Start Where You Are
--by Pema Chodron (Feb 17, 2003)
We already have everything we need. There is no need for self-improvement. All these trips that we lay on ourselves--the heavy-duty fearing that we're bad and hoping that we're good, the identities that we so dearly cling to, the rage, the jealousy and the addictions of all kinds--never touch our basic wealth. They are like clouds that temporarily block the sun. But all the time our warmth and brilliance are right here. This is who we really are. We are one blink of an eye away from being fully awake.

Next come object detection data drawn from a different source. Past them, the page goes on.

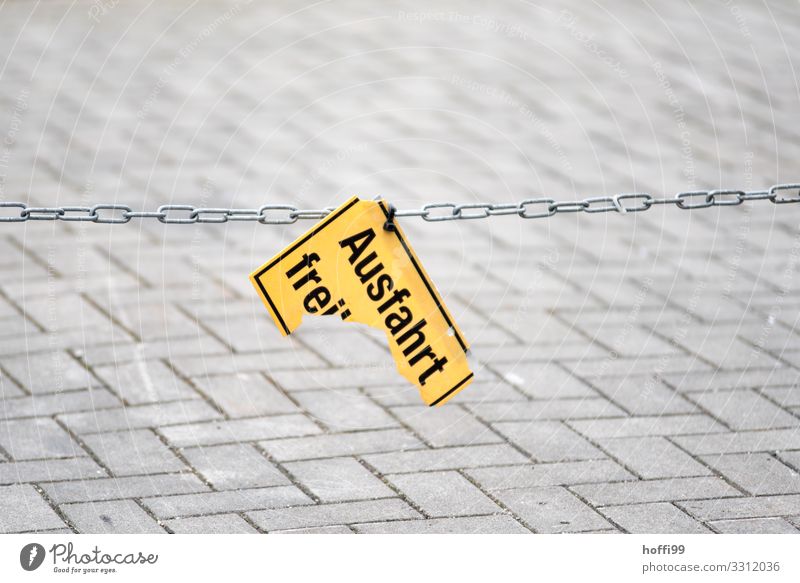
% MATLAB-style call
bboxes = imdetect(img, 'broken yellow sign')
[250,197,473,405]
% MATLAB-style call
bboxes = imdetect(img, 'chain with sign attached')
[0,184,800,225]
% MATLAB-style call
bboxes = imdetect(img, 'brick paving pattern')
[0,0,800,533]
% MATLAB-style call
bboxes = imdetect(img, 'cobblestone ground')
[0,0,800,533]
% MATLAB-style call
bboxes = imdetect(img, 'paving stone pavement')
[0,0,800,533]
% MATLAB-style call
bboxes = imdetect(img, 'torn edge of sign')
[250,197,474,406]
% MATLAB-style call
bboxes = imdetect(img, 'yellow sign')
[250,197,473,405]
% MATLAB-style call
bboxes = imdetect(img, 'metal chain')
[0,184,800,225]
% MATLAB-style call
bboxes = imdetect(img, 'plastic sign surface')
[250,197,473,405]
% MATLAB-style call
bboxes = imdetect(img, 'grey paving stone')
[677,494,800,521]
[363,444,530,474]
[170,347,328,379]
[777,451,800,472]
[0,457,106,485]
[194,373,299,417]
[569,415,725,439]
[78,338,232,364]
[61,500,166,534]
[387,471,500,517]
[270,367,404,391]
[762,386,800,407]
[495,486,611,533]
[0,484,64,533]
[259,429,425,462]
[600,502,711,534]
[164,514,258,534]
[0,371,27,405]
[593,376,697,415]
[465,460,635,491]
[82,429,186,476]
[272,526,355,534]
[0,0,800,533]
[354,514,531,534]
[709,518,800,534]
[664,367,800,393]
[492,421,605,462]
[364,379,525,407]
[142,486,311,518]
[0,417,86,461]
[59,399,220,433]
[599,437,711,479]
[0,386,122,419]
[302,328,392,367]
[95,360,197,405]
[160,415,320,447]
[42,473,208,504]
[672,429,800,455]
[293,390,398,431]
[3,350,98,393]
[248,498,422,532]
[284,458,394,502]
[496,363,597,399]
[702,453,800,494]
[689,391,798,429]
[570,476,742,506]
[564,354,712,379]
[467,398,625,421]
[181,444,290,490]
[392,405,502,447]
[203,317,297,352]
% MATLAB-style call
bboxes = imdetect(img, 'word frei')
[250,197,473,405]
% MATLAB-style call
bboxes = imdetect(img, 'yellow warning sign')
[250,197,473,405]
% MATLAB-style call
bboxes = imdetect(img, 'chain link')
[0,183,800,225]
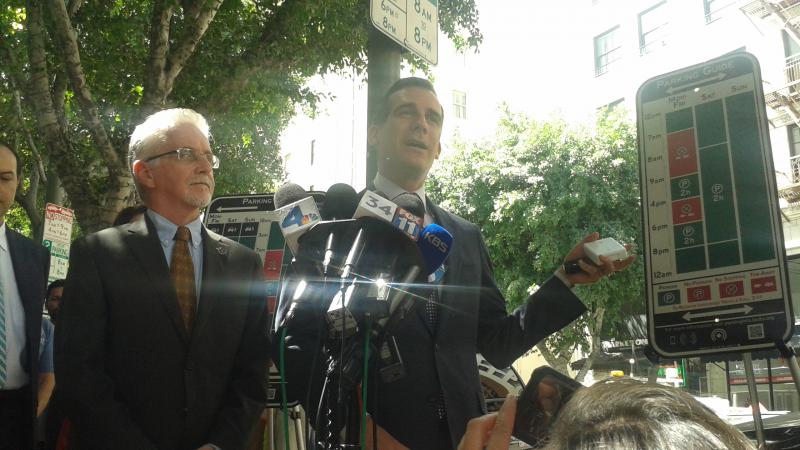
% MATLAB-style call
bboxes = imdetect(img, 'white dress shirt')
[0,222,29,389]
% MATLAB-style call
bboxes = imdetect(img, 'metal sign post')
[637,53,794,357]
[742,352,765,448]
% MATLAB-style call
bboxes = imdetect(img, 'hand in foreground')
[559,231,636,284]
[458,395,517,450]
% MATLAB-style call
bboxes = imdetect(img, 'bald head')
[0,143,18,224]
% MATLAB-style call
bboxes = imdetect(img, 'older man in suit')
[0,143,50,450]
[56,109,269,450]
[286,78,633,450]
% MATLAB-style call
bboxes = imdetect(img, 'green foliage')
[0,0,482,229]
[429,108,644,356]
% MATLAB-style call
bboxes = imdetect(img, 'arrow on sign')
[666,72,725,95]
[216,206,258,212]
[683,305,753,322]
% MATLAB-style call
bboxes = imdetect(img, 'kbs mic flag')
[417,223,453,281]
[275,184,321,256]
[353,191,425,241]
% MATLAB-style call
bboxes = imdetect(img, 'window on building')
[639,1,669,55]
[786,124,800,183]
[594,26,622,75]
[703,0,735,23]
[453,91,467,119]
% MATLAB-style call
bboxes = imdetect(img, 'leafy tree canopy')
[0,0,481,237]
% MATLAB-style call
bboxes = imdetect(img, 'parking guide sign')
[637,53,793,357]
[204,194,290,313]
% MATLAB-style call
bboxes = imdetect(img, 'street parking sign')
[369,0,439,65]
[636,53,794,357]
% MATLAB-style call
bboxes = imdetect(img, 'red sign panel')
[667,129,697,178]
[750,276,778,294]
[686,286,711,303]
[672,197,703,225]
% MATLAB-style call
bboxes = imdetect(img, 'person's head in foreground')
[546,378,755,450]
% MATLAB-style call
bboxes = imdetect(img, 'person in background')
[55,109,269,450]
[44,279,64,325]
[0,143,50,450]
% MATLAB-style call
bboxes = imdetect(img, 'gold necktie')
[169,227,197,332]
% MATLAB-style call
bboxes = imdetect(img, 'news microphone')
[353,191,424,241]
[417,223,453,281]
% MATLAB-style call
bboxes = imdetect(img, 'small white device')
[583,238,628,266]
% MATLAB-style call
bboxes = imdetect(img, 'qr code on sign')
[747,323,764,339]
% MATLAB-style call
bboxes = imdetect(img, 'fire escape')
[740,0,800,206]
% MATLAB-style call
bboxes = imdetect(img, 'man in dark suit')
[56,109,269,450]
[0,143,50,450]
[286,78,633,450]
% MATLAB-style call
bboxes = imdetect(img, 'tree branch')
[139,0,174,118]
[164,0,222,95]
[48,0,124,180]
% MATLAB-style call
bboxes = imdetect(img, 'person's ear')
[133,159,156,189]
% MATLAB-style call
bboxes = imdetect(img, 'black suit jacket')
[56,218,269,450]
[6,225,50,448]
[285,200,586,450]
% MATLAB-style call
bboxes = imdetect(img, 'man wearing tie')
[0,143,50,450]
[56,109,269,450]
[286,78,633,450]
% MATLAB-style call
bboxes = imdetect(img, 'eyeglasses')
[144,147,219,169]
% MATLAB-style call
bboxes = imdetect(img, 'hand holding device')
[563,232,636,284]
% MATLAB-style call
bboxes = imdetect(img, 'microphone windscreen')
[393,192,425,218]
[320,183,358,220]
[275,183,308,209]
[417,223,453,275]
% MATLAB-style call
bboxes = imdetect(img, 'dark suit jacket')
[286,200,586,450]
[6,225,50,447]
[56,214,269,450]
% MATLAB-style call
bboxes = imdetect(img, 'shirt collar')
[147,209,202,248]
[0,221,8,251]
[372,172,428,211]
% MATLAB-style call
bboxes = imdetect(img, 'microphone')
[274,183,320,256]
[392,192,425,241]
[417,223,453,281]
[353,191,425,241]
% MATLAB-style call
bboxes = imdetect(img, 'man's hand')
[458,395,517,450]
[366,416,409,450]
[558,231,636,284]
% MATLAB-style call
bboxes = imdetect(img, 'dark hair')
[375,77,444,125]
[546,378,755,450]
[111,203,147,227]
[47,278,64,297]
[0,141,21,178]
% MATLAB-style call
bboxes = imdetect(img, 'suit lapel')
[192,227,230,342]
[127,214,189,346]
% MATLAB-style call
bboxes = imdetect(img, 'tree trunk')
[575,307,606,382]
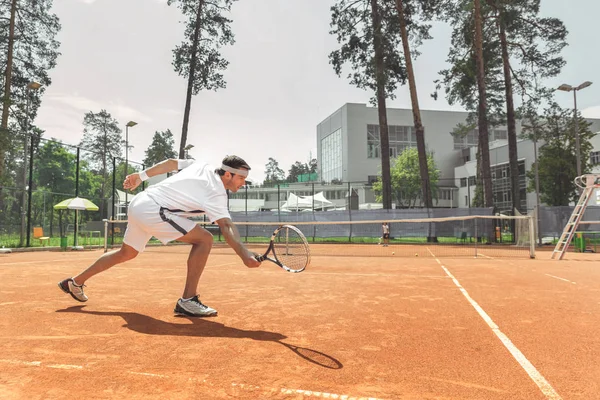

Looking at ourselves this way is very different from our usual habit. From this perspective we don't need to change: you can feel as wretched as you like, and you're still a good candidate for enlightenment. You can feel like the world's most hopeless basket case, but that feeling is your wealth, not something to be thrown out or improved upon. There's a richness to all of the smelly stuff that we so dislike and so little desire. The delightful things--what we love so dearly about ourselves, the places in which we feel some sense of pride or inspiration--these also are our wealth.
When we hear about compassion, it naturally brings up working with others, caring for others. The reason we're often not there for others--whether for our child or our mother or someone who is insulting us or someone who frightens us--is that we're not there for ourselves. There are whole parts of ourselves that are so unwanted that whenever they begin to come up we run away.
Because we escape, we keep missing being right here, being right on the dot. We keep missing the moment we're in. Yet if we can experience the moment we're in, we discover that it is unique, precious, and completely fresh. It never happens twice. One can appreciate and celebrate each moment--there's nothing more sacred. There's nothing more vast or absolute. In fact, there's nothing more!
Only to the degree that we've gotten to know our personal pain, only to the degree that we've related with pain at all, will we be fearless enough, brave enough, and enough of a warrior to be willing to feel the pain of others. To that degree we will be able to take on the pain of others because we will have discovered that their pain and our own pain are not different.